In Love Again
I'm in love again. Oh, what a sparkly, full-of-hope phrase: "in love again." I get that fluttery feeling at least once a day when I'm with him. He charms me in the most unexpected places and delights me in surprising ways.
I didn't expect to find love in New Zealand. Maybe it's the warm sunshine, the tall fern trees or the sound of the South Pacific that beckon from every corner of our temporary slice of paradise. It's easy to fall in love here. It feels right.
My guy has thick, brown hair and blue-green eyes. He loves to run, just like me. He radiates a seemingly infinite reserve of energy. He's outgoing and claims to have "heaps" of friends, although sometimes, he can't remember their names. He likes to pretend he knows more than he really does (hmm...is that a typical male trait, I wonder?). He'll say, "I've been here before," even when I know he really hasn't. For now, I understand and forgive him his idiosyncrasies. Such as:
-He never pays for anything
-He often doesn't pick up after himself
-He can't drive
-He has 2 volumes: loud and louder
By now, you've probably figured out the love I've found (re-discovered is more like it) is my 5-year-old son, Finley. Of course I've adored him since the start of our journey – even since before he was born, but something's different here in New Zealand, in this place called the Bay of Plenty. Sure, the routine of school, sports, plus regular dinner and bedtimes has made Finn much easier to live with and easier to love (Finley's 7-year-old sister, Fiona, has always been a more manageable kid). But equal responsibility for this renewal of affection sits on my motherly shoulders. For the first time since I can recall, I'm not rushed. I've allowed myself moments to stare into my boy's big blue-green eyes and melt. I'm no longer in a constant state of hurry-hurry-hurry out the door. I have more time to show, give and recognize love.

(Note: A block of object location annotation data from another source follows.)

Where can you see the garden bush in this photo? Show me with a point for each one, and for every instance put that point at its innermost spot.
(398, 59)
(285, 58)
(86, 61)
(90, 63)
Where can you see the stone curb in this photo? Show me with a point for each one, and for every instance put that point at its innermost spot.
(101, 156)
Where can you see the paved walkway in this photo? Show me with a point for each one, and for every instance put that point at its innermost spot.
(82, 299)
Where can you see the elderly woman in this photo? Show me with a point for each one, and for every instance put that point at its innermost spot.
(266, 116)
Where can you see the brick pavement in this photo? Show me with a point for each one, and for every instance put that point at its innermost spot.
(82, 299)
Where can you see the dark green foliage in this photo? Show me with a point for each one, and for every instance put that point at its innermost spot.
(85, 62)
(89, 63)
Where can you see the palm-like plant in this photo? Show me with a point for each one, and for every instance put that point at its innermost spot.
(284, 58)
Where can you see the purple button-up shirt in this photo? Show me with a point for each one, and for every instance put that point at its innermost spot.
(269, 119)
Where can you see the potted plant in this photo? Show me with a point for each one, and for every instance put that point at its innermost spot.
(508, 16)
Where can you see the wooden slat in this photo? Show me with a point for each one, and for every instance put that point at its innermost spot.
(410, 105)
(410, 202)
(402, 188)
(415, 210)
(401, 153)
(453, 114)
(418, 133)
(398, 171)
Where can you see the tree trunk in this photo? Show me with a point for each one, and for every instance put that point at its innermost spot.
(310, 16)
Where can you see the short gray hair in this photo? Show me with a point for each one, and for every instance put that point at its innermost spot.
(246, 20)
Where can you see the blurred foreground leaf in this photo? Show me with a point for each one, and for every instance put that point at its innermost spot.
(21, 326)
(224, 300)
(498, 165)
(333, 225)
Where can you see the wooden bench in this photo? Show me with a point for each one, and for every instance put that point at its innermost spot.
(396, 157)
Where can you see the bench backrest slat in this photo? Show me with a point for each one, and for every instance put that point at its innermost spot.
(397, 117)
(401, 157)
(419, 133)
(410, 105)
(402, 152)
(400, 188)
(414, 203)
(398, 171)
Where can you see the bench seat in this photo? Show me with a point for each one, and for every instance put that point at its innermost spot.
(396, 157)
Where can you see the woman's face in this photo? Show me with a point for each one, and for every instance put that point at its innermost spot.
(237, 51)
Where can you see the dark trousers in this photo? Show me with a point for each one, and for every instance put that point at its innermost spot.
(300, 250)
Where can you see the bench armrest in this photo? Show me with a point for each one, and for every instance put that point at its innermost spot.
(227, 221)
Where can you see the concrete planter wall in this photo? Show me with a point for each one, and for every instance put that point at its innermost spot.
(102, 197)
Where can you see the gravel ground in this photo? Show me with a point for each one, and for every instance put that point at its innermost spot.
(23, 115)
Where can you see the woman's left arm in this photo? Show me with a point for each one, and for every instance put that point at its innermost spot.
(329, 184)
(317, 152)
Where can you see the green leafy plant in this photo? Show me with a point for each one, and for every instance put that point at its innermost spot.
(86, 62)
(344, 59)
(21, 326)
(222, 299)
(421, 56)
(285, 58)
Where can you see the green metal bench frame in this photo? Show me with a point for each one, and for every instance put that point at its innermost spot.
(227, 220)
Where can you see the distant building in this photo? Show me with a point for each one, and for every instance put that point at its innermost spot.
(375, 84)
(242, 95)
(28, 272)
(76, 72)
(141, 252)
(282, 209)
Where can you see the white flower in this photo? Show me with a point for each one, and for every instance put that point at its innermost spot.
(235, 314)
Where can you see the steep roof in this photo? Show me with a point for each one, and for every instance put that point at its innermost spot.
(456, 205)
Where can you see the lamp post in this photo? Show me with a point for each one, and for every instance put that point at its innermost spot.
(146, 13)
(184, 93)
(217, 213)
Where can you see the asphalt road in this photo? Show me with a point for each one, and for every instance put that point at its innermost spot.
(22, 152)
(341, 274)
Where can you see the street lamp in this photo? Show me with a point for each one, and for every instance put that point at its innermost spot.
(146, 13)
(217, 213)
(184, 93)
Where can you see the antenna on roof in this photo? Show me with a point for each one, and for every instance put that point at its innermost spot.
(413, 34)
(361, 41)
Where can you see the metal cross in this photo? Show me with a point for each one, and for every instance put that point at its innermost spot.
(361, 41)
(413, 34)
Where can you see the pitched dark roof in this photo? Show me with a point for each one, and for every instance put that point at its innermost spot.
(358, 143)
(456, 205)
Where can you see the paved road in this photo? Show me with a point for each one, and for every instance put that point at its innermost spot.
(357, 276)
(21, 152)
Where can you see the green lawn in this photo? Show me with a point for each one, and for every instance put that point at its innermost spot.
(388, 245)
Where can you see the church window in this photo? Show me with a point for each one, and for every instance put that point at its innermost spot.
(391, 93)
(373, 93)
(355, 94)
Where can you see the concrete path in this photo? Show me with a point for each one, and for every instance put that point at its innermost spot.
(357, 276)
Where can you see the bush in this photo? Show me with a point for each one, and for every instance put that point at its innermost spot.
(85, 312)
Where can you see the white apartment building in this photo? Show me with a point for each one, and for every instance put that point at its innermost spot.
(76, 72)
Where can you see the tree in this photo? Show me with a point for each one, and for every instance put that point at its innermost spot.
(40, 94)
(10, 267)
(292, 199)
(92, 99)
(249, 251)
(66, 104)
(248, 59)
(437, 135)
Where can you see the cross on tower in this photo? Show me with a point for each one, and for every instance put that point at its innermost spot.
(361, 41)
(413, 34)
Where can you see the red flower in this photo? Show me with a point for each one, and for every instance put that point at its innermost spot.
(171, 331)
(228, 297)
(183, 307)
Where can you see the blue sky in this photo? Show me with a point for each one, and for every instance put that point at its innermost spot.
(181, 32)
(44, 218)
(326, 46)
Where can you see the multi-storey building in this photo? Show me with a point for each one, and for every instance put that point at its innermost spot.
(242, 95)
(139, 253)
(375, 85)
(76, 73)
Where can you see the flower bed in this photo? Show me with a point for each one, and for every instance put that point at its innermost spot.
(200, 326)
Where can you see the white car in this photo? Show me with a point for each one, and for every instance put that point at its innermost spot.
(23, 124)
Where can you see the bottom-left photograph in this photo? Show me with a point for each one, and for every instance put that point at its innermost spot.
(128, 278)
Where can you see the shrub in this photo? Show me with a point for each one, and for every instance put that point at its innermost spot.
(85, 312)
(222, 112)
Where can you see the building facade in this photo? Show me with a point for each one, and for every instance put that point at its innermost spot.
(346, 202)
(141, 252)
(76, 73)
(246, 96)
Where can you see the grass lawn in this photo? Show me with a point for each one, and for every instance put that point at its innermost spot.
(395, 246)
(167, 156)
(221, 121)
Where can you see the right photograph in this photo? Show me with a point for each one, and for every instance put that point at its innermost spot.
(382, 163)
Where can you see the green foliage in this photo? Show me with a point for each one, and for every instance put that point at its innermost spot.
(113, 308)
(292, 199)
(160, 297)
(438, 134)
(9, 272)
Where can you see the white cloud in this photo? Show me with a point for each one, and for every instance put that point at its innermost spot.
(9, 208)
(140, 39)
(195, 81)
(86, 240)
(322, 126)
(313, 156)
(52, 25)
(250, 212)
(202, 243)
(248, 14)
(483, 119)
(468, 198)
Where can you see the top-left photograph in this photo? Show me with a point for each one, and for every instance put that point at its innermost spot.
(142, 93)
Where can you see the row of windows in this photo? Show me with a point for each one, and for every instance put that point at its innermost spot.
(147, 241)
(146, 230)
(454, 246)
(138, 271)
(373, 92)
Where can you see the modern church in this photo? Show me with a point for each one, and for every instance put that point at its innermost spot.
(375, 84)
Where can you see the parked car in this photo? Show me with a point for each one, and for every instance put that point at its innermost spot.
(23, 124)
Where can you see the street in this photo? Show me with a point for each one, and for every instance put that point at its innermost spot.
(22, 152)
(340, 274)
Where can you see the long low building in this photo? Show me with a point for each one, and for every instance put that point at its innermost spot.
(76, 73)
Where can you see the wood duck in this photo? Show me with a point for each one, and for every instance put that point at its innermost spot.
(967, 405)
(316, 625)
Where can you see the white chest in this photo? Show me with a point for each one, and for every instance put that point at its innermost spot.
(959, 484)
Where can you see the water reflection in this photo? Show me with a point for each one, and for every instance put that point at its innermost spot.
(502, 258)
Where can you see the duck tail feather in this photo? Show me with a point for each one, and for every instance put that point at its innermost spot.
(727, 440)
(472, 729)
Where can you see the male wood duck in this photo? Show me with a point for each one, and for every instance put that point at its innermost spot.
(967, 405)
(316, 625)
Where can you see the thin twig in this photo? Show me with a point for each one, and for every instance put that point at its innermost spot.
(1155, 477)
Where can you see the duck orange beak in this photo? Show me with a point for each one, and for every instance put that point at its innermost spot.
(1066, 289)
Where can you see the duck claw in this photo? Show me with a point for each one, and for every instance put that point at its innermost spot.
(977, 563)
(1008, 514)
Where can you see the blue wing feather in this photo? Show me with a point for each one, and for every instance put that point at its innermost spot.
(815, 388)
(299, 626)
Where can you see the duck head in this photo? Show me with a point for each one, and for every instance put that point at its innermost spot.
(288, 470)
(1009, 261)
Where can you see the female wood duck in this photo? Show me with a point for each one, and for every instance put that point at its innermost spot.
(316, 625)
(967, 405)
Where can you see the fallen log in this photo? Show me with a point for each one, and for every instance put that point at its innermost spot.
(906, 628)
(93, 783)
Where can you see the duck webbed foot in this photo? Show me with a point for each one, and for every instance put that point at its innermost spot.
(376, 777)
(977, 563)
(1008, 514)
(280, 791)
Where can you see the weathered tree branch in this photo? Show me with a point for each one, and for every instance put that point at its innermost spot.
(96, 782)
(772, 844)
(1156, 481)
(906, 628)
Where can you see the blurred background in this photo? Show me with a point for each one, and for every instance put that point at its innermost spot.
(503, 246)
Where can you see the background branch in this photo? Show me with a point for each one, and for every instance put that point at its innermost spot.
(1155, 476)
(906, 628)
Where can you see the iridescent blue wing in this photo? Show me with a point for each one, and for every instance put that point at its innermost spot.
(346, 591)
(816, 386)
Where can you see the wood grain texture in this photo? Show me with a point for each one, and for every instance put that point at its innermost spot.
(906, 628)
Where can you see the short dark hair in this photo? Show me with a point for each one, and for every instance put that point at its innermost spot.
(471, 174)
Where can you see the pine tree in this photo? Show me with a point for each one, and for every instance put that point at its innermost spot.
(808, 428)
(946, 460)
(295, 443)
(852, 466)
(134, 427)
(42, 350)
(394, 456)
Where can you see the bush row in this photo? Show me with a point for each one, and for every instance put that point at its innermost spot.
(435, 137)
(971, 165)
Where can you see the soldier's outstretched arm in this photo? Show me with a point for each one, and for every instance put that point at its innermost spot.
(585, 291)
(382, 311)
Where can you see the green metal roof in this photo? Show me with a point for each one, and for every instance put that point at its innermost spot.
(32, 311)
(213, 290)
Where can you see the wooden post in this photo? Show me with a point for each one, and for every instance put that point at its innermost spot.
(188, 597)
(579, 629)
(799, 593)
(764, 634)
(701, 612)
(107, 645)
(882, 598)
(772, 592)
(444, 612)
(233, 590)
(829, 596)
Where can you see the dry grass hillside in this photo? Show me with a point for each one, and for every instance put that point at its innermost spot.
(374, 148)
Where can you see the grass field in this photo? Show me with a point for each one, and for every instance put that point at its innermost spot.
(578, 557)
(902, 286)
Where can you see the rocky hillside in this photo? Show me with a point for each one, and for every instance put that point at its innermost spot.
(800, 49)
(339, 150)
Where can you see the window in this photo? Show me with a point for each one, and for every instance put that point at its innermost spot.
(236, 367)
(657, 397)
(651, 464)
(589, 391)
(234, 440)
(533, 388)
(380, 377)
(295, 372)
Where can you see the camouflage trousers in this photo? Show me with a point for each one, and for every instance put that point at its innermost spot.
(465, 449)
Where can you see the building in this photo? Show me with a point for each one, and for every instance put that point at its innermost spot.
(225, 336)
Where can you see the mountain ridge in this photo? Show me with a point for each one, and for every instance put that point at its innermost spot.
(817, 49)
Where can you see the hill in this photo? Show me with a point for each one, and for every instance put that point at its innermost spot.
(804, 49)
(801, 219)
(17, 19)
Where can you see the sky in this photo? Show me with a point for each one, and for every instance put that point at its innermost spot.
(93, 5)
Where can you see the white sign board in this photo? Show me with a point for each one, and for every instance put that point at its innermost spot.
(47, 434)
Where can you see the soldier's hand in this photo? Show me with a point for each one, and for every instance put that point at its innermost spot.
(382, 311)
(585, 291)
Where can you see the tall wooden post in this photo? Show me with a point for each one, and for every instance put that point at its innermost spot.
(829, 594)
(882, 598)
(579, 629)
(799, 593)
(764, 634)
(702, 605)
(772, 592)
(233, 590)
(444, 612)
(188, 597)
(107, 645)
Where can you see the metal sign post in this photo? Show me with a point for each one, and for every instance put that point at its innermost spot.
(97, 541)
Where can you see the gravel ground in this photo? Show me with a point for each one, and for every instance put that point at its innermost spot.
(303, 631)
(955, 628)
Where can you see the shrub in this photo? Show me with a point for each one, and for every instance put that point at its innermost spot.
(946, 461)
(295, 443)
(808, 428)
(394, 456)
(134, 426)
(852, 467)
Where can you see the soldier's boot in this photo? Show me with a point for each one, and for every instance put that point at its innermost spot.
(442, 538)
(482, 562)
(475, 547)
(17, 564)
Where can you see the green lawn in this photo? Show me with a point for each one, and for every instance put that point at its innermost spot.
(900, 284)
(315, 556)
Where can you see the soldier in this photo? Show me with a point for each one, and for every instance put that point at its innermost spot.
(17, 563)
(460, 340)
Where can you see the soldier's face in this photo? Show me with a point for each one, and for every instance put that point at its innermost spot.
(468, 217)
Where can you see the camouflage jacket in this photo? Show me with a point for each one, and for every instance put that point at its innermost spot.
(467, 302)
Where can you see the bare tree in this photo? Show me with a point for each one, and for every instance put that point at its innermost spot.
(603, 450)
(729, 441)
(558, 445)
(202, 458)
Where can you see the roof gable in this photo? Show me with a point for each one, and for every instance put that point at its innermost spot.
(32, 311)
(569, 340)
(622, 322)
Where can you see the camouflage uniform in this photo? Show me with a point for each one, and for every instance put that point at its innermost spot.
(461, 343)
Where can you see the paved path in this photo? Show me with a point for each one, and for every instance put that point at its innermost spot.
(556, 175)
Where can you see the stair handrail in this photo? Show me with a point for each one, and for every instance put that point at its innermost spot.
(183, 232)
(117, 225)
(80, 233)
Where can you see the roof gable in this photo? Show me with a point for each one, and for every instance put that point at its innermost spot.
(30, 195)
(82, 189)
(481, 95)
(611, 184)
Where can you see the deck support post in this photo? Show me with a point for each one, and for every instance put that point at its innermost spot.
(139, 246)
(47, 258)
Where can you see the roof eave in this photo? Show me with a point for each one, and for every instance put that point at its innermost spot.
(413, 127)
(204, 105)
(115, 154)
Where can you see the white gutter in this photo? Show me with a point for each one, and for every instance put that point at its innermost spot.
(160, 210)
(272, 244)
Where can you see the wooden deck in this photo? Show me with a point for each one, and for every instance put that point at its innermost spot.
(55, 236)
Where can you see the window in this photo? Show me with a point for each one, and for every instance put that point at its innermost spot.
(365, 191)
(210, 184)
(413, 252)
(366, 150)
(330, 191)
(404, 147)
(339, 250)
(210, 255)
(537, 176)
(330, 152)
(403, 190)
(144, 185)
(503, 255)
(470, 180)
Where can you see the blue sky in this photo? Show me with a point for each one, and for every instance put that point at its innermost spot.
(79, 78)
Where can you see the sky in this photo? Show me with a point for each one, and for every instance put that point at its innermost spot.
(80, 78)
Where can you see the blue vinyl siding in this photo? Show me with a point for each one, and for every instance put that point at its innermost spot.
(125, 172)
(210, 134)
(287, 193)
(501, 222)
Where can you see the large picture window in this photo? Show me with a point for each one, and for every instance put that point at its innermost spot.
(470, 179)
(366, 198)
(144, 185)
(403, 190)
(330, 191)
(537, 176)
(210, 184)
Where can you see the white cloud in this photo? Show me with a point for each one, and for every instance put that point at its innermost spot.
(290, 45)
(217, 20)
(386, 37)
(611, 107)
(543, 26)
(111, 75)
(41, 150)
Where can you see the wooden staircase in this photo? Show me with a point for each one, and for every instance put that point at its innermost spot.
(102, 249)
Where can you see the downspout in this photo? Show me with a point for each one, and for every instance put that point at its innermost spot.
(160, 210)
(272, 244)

I have the luxury of bringing Finley and Fiona to and from school each day, where I walk them to their classes and kiss them goodbye (when they let me). Day One of the pre flight-of-mum smooch, Finn said, "Not in my class. Someone might see!" Now that he's used to the farewell kiss, he doesn't resist. I smile and trot over to my parking space, knowing the next 6 hours, sans kiddos, are mine. Absence does make the heart grow fonder.
I've watched Finley at school, playing Bay Blades (a top-like device) with the other boys; ("1, 2, 3, Let it RIP!"), chasing after a classmate; ("Hey, I know that kid...I wanna say 'hi!'") and beaming with pride as he unveiled his latest work of art: ("This is the best night ever. I made a painting for you."). I was the one beaming when Finn showed me his reward for being good in class: a blue and white hackey sack. Finley's teacher has a "tick chart" (check mark chart) to acknowledge good behavior. My son filled his chart and got a prize. Finn has started to recognize basic words and can read me a story before bed. Good on ya, son. Good on ya.
I'm not saying my little guy is perfect: He still occasionally balks at bedtime, refuses to return the book/stuffed animal/toy to his sister, and believes each piece of litter is a treasure to harvest. We have some work to do, my love and I.
That's okay. God willing, I'll be loving Finley and Fiona from Terra Firma a few more years. And maybe someday, Finn will drive me around town, pay for dinner, speak softly and pick up after himself. A mum can dream. And love. If I do nothing else during our time in New Zealand, I can say I found love. That should count for something. Or everything.